The coordination of the NM process happens on https://nm.debian.org/, where a website provides an interface to a database containing all important information about NM applications. Applicants can use the site to track their application status and Application Managers can use it to organize their work.
As Application Manager, you can log in over a secure https connection, but please note that the password used on nm.debian.org is not the one used for your normal Debian account (unless you change them to match, but that's your business). You can record what you have done with an Applicant and how many applicants you want to process at the same time.
To put someone on hold, you need to go to the applicant's status page after you logged in and mark the "No" radio button for "AM approves and submits report". You should also put a line into the AM comment field to document why you did this.
The rest of the pages is fairly self-explanatory. Some statistics about all Application Managers are available, you can see an unsorted list of all Applicants and change your AM profile.
Notes about the NM checks
As the NM-oriented documentation already provides enough information about the requirements of the checks, nothing of that will be repeated here. If you're unsure how to manage an applicant, use the excellent templates provided by Joerg Jaspert's nm-templates project. Questions should be asked on email@example.com or sent to the Front Desk.
Putting an application on hold
Applicants that are either not able or not willing to invest enough time into the New Member checks to finish them in a reasonable time span (∼ 6 to 9 months) should be put on hold. That's not a problem or an assessment of the Applicant's skills, but a simple reaction to the lack of time. Many people want to join Debian, so Applicants shouldn't block AM spots.

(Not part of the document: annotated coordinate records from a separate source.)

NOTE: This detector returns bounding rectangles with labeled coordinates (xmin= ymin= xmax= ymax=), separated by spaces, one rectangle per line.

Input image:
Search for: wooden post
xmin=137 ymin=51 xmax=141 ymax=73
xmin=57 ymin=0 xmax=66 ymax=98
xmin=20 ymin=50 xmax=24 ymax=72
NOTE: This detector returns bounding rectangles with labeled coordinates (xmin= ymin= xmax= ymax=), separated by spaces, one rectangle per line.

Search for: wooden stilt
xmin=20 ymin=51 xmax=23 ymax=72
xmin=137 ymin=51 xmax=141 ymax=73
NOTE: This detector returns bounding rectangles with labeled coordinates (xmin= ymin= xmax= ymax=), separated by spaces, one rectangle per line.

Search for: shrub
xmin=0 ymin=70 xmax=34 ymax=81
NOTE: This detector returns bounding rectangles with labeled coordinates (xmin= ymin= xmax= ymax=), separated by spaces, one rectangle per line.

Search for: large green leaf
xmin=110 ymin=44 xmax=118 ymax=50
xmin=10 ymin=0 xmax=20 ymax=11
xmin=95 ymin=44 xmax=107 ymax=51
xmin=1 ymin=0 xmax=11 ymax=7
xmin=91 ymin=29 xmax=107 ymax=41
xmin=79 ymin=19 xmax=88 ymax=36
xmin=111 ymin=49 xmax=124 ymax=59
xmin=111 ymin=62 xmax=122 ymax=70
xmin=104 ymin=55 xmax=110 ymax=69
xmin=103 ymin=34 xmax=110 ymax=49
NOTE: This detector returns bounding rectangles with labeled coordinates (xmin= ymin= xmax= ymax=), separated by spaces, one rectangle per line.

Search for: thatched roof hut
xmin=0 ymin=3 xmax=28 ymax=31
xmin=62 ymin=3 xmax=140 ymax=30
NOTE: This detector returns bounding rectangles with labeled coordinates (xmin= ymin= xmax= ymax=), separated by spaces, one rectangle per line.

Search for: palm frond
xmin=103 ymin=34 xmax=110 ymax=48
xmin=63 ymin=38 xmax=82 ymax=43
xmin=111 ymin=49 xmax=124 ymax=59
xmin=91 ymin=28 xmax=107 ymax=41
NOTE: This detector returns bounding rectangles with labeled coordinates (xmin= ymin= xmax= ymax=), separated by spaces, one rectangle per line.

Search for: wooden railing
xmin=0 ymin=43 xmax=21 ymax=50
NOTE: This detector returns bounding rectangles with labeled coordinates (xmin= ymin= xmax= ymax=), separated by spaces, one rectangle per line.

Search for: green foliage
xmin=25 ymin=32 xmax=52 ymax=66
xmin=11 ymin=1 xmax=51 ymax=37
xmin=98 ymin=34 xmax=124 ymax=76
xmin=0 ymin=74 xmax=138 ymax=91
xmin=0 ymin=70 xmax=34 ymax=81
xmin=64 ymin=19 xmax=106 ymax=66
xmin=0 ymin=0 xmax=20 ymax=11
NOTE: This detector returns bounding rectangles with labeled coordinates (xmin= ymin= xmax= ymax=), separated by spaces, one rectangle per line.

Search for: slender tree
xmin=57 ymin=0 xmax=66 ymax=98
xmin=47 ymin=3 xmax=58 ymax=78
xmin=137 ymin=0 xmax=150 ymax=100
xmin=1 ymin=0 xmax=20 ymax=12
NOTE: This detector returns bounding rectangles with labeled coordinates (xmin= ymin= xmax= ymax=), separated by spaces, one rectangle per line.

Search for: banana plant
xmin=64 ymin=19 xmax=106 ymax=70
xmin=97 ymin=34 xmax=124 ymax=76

You should discuss the possibility of setting an application on hold when you get the feeling that it isn't moving forward, either because the Applicant doesn't answer or because their only answer is "Yeah, will do it soon". Emphasize the fact that getting off hold when they have more time is no problem.
Other important notes
- Applicants should provide a short biography which can be sent to firstname.lastname@example.org in the regular "New Members" email. That's very useful to introduce new members to the project. Please note that the Applicant has to agree to the publishing of this biography.
- Get some background information about the Applicant and put it into the report — use your favourite search engine, private mail archives, the BTS and all other means that come to your mind. Sometimes the application process is too short to get a proper impression of the Applicant's personality, so try to find out what they did in the past.
- Ask sponsors and other people who worked closely together with the Applicant to provide short statements about them. As more and more packages are team-maintained, you can almost always find someone who's able to tell you more about an Applicant. Include these statements in the report.
- When checking the performance of a packaging Applicant, you should be aware that one tiny package in the archive is not enough to satisfy the Skills part of the T&S checks. The package should have had more than one upload, some users (check popcon) and some (closed, if possible) bug reports. This is important to see how an Applicant interacts with users.